Definitely! You should always wear a specially designed respirator while welding aluminum to prevent the irritation of your respiratory system.

What Are the Hazards of Welding Aluminum? 

According to the U.S. Department of Health and Human Services, various neurological, as well as negative respiratory effects, have been identified in welders that were exposed to aluminum welding fumes and ground aluminum. Ozone results in chest tightness, irritation of the airways and may be the cause of serious lung damage in the long run.

Does Welding Aluminum Shorten Your Life? 

A beam, a metal fume fever, electrical shock, and continuous exposure to aluminum may shorten your life.

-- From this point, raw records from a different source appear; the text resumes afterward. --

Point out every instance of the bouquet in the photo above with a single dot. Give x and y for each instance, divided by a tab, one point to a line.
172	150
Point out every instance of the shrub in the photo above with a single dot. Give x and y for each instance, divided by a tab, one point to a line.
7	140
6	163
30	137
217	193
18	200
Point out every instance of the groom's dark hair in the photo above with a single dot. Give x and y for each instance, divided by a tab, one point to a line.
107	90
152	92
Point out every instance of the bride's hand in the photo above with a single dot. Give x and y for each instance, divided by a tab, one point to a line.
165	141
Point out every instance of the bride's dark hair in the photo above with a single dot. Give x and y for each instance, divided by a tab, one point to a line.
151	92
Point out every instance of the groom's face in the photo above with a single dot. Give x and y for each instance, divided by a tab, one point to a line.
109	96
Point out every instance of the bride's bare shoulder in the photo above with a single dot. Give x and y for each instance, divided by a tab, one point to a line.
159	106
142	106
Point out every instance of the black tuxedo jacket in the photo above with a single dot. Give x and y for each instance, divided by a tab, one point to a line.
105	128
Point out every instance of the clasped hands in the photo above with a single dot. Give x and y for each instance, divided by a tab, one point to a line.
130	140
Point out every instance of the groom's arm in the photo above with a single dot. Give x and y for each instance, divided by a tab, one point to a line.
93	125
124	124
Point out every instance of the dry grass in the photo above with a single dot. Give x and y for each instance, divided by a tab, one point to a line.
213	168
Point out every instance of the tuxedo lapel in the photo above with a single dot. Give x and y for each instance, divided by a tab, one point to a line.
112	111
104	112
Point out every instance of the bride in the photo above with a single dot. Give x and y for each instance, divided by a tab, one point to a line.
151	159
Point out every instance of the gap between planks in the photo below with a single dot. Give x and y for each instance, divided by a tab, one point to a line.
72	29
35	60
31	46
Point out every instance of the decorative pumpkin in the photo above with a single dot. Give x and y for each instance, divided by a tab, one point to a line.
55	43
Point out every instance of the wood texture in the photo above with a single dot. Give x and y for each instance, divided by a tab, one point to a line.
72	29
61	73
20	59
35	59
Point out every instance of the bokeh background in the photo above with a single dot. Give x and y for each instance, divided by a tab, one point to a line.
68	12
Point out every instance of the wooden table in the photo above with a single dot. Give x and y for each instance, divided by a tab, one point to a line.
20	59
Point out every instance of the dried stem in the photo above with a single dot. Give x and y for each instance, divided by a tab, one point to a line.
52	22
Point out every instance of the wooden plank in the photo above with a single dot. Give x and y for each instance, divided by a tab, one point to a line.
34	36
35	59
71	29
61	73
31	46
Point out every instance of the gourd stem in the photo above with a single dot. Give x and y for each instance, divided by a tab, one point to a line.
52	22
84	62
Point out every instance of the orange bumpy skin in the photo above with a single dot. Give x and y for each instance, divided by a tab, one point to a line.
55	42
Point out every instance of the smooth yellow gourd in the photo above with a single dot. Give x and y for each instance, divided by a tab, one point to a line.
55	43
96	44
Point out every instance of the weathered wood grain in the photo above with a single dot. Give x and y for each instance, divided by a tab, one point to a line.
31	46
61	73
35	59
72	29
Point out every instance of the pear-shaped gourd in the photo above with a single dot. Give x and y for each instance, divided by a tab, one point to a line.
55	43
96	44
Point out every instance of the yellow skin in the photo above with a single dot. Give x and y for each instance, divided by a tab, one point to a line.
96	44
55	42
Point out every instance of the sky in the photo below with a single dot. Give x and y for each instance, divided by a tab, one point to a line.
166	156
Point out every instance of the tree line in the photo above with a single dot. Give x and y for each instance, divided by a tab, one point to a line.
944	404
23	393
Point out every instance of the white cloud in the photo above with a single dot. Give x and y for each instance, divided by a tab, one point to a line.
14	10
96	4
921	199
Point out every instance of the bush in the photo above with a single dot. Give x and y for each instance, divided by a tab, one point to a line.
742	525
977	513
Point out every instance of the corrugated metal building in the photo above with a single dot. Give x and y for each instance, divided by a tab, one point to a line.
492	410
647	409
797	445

That’s why it’s super important to take all the safety measures while working with aluminum.  

Does Welding Aluminum Cause Alzheimer’s? 

It’s proved that exposure to aluminum may result in brain damage. According to a study done by Keele University, a man that was continuously exposed to aluminum dust for 8 years, died because of Alzheimer’s disease.

Do Welders Go Blind? 

Yes, it can happen if the welders don’t protect their eyes with a properly equipped welding mask. Exposure to the arc and intense ultraviolet radiation can result in eye injuries, temporary and permanent blindness (in the worst-case scenario). 

Why Do Welders Drink Milk? 

In fact, this is a huge misconception. Be aware of it! Never drink milk while doing the welding, as it will be full of harmful substances! According to this theory, welders would keep the milk in the mouth and split the dirty milk after they finish welding. Instead of doing this risky method, we highly recommend you always use a properly equipped respirator while welding aluminum, which will be way more effective in terms of protection.